Many people say “Oh yeah, I just put a few Chem Valley Kush flowers into my cookies, and they were so great!” No, they actually were not. If you do so, a process called decarboxylation will occur, and you will likely get some of the potency but will not be able to eat your masterpiece. All you can get in this case is an unappetizing, green-flecked, and awful-smelling mass of unknown potency.
It is not enough to simply simmer your chopped-up weed in butter anymore. If you ingest cannabis and want the full psychoactive effect, you need to decarboxylate before cooking. The raw plant contains THCA, which is a non-psychoactive cannabinoid. THCA needs to be heated to change into the psychoactive THC.
Decarboxylation is the process of extracting THC from the plant and infusing the butter with it. Cannabutter is the primary ingredient of many marijuana-infused products.
It may sound silly, but that is exactly where many people fail.
Imagine that you have taken a few blended buds and put them into your crock pot with some oil, butter, and water, and let it boil. But if you had not cleaned your weed from impurities before cooking, your cookies will be the most disgusting food you have ever eaten.
Marijuana may contain mold and heavy-duty pesticides or even chlorophyl that is equally powerful and horrible.

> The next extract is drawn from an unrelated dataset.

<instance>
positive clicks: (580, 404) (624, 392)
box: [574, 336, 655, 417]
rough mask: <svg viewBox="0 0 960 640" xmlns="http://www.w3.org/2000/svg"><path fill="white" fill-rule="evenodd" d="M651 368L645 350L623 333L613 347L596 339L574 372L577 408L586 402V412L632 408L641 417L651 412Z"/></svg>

So, to avoid the bad taste, you have to extract as many impurities as possible. The easiest way to clean your weed is to soak the buds in distilled water for a couple of days. Then you need to blanch it, remove it from the water, and dry carefully. By blanching, you can get a much purer flower to infuse into the butter. It will still smell like cannabis, but the color could change. So, do not be scared to see that your cannabutter is yellow, not green or black like in most photos on the Internet.
Although many pot cooks advise heating a crock pot to 350 degrees Fahrenheit, it is not a good idea. THC starts to degrade at 365 degrees, and most ovens are not precise enough to distinguish ten degrees from twenty-five degrees. Thus, cooking at 350, you have all chances to start degrading and evaporating the psychoactive cannabis compound.
Also, be very careful when cooking in a pan. Using cannabutter or cannabis oil is not the same as using usual butter or oil: you cannot put it in the pan before adding the rest of the ingredients. Instead, you have to put the cannabis oil in the end, when the heat is shut off, but the pan is still hot. That way, you will not lose any of the potency.